Many common medications prescribed to older adults—including opioids, antidepressants, antacids, and sleep aids—can carry an increased risk of fracture. Some increase the risk of falls, others weaken bones, or they do both.
A new study published in JAMA Open Network found a strong association between the number of fracture-associated medications taken by older adults and their risk of fracture. The research showed that on average, taking any one of these drugs doubled a person’s risk, taking any two almost tripled it, and taking three or more increased fracture risk fourfold.
“With older adults consuming, on average, five medications simultaneously, we suspected that a good number of seniors are likely to use more than one of these fracture-associated drugs at a time,” said lead study author Rebecca Emeny, PhD, MPH, a research scientist at the Dartmouth Institute for Health Policy and Clinical Practice, in a press statement.

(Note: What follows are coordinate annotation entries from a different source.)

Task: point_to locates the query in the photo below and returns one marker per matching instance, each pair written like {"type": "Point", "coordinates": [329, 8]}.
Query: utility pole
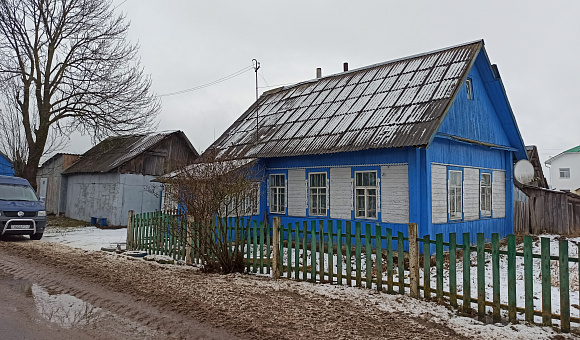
{"type": "Point", "coordinates": [256, 65]}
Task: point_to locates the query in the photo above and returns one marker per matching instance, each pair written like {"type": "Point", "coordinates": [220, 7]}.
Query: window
{"type": "Point", "coordinates": [317, 183]}
{"type": "Point", "coordinates": [455, 195]}
{"type": "Point", "coordinates": [564, 172]}
{"type": "Point", "coordinates": [278, 194]}
{"type": "Point", "coordinates": [485, 195]}
{"type": "Point", "coordinates": [469, 88]}
{"type": "Point", "coordinates": [366, 194]}
{"type": "Point", "coordinates": [251, 200]}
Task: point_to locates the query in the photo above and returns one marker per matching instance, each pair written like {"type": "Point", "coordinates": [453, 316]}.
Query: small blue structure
{"type": "Point", "coordinates": [6, 166]}
{"type": "Point", "coordinates": [428, 139]}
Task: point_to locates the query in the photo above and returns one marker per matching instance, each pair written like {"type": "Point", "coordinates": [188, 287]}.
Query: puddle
{"type": "Point", "coordinates": [67, 311]}
{"type": "Point", "coordinates": [64, 310]}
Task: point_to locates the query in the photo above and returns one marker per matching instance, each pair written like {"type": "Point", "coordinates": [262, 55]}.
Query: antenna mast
{"type": "Point", "coordinates": [256, 65]}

Researchers measured 21 fracture-associated drugs and the 210 pairs in combination with these drugs. Fifty-five percent of the study participants took opioids (alone or in combination with others), 40% took diuretics, and 35% took PPIs. The most hazardous combinations were found to be opioids and sedatives, opioids and diuretics, and opioids and PPIs.
When examining 2.5 million Medicare beneficiaries’ records from 2004 through 2014, the researchers looked at the number and the specific fracture-associated drugs being taken by patients. They identified hip fracture diagnostic codes from inpatient claims, used statistical analysis to measure the risk of hip fracture associated with each medication, and then compared the findings with the hip fracture risk experienced by people who took none of the fracture-associated medications. Emeny said they wanted to look at hip fractures specifically because they are among the most painful, debilitating, deadly, and costly fractures.
Taking blood pressure meds before bed may reduce CV events

A new study suggests that it might be better for patients to take their blood pressure medication before bed, not in the morning. The study, published online in the European Heart Journal and based on The Hygia Chronotherapy Trial, found that cardiovascular events were reduced by almost 50% when patients took their medication before bed.
The trial randomized almost 20,000 patients in the primary care setting and followed them for an average of 6 years. Patients in one group took their blood pressure medication before bed, while patients in another group took theirs upon waking. The group that took the medication before bed had a 45% reduction in overall cardiovascular events, which included cardiovascular death, myocardial infarction, coronary revascularization, heart failure, and stroke.
Age, gender, type 2 diabetes, chronic kidney disease, smoking, and cholesterol levels for the study group participants were all accounted for. In addition, each patient was required to wear an ambulatory blood pressure–measuring device in order to be monitored around the clock.
Researchers wrote that “one could, thus, conclude that the significant 45% reduction in CVD outcome achieved by ingestion of the entire daily dose of ≥ 1 BP-lowering medications at bedtime, compared with ingestion of all such medications upon waking […], is partly linked to better achievement of those novel therapeutic goals through improved targeting of underlying circadian rhythm-organized biological mechanisms.”
Current guidelines, as well as drug labels, do not mention or recommend a preference for morning or nighttime dosing.